Net Profit (Q2 FY26)

₹2.02 Cr

▼ 45.84% QoQ | ▼ 46.84% YoY



Revenue (Q2 FY26)

₹22.08 Cr

▼ 12.07% QoQ | ▼ 1.52% YoY



Operating Margin (Excl OI)

14.54%

▼ 7.60 ppts QoQ



PAT Margin

6.34%

▼ 13.17 ppts QoQ




The stock has reacted negatively to the weak quarterly performance, trading at ₹254.95 as of November 18, 2025, down 4.99% on the day and 12.25% over the past month. Despite the recent correction, the stock remains up 102.34% over the past year, significantly outperforming the Sensex's 9.48% gain during the same period. However, the sharp quarterly profit decline and margin compression have raised questions about sustainability of this outperformance.
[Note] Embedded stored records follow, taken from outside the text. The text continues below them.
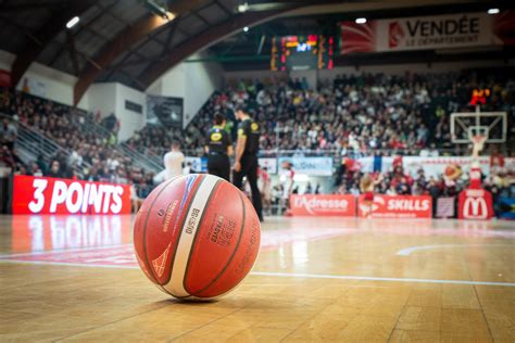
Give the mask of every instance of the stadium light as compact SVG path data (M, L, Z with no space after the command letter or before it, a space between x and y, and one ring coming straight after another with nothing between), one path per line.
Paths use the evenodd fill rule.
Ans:
M249 9L249 4L247 2L238 5L238 12L240 13L247 12L248 9Z
M78 16L74 16L73 18L71 18L67 23L66 23L66 28L72 28L74 27L75 25L77 25L77 23L80 21L80 18Z

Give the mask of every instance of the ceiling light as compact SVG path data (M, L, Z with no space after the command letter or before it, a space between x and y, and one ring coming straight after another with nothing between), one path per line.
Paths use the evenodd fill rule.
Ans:
M238 5L238 12L240 13L247 12L248 9L249 9L249 4L247 2Z
M67 28L74 27L75 25L77 25L78 21L80 21L80 18L78 16L74 16L66 23L66 27Z

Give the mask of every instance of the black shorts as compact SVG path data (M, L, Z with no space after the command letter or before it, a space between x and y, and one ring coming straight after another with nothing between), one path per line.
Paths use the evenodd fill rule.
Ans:
M229 156L223 153L208 156L208 173L216 175L230 182L230 161Z

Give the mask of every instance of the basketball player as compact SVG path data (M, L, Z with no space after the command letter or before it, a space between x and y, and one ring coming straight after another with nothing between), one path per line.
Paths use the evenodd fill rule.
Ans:
M365 174L360 180L360 190L364 194L363 202L366 206L366 217L372 217L374 204L374 179L372 178L370 174Z
M163 163L166 170L166 180L176 176L183 175L183 163L185 155L180 152L180 144L178 142L172 143L172 151L164 155Z
M244 113L242 107L236 109L236 118L241 123L238 125L233 182L237 188L241 189L243 177L247 176L252 192L252 203L260 220L263 221L261 193L258 188L260 125L248 113Z
M289 211L290 195L293 193L293 178L296 176L296 172L293 170L293 164L289 161L285 161L281 165L281 170L279 175L279 180L284 186L281 207L286 208L286 211Z
M208 173L230 182L229 156L233 155L233 140L225 130L225 117L219 113L215 114L214 126L208 131L205 153L208 154Z

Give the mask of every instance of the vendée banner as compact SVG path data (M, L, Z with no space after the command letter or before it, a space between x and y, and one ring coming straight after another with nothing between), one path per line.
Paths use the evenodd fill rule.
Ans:
M14 176L13 214L130 214L130 187Z
M442 156L442 157L419 157L419 156L405 156L402 157L402 166L404 173L415 176L417 170L423 168L426 177L438 177L440 174L445 172L447 166L450 164L459 165L464 174L468 173L470 165L474 162L473 157L465 156ZM490 175L490 157L481 156L478 157L479 167L481 173L486 176Z
M513 45L515 15L504 11L340 23L341 53Z

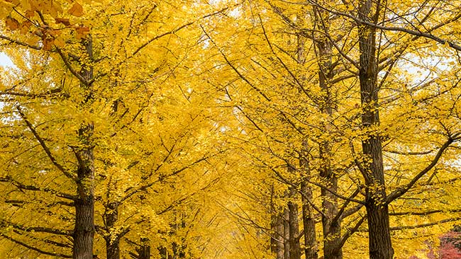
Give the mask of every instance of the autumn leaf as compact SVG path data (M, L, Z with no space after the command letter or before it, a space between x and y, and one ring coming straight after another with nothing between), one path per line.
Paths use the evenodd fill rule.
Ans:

Financial Performance: A Quarter of Deterioration



ABM Knowledgeware's Q2 FY26 results revealed significant operational challenges. Net sales declined 12.07% quarter-on-quarter to ₹22.08 crores from ₹25.11 crores in Q1 FY26, marking the lowest quarterly revenue in the past seven quarters. On a year-on-year basis, sales contracted 1.52% from ₹22.42 crores in Q2 FY25, indicating both sequential and annual revenue pressure.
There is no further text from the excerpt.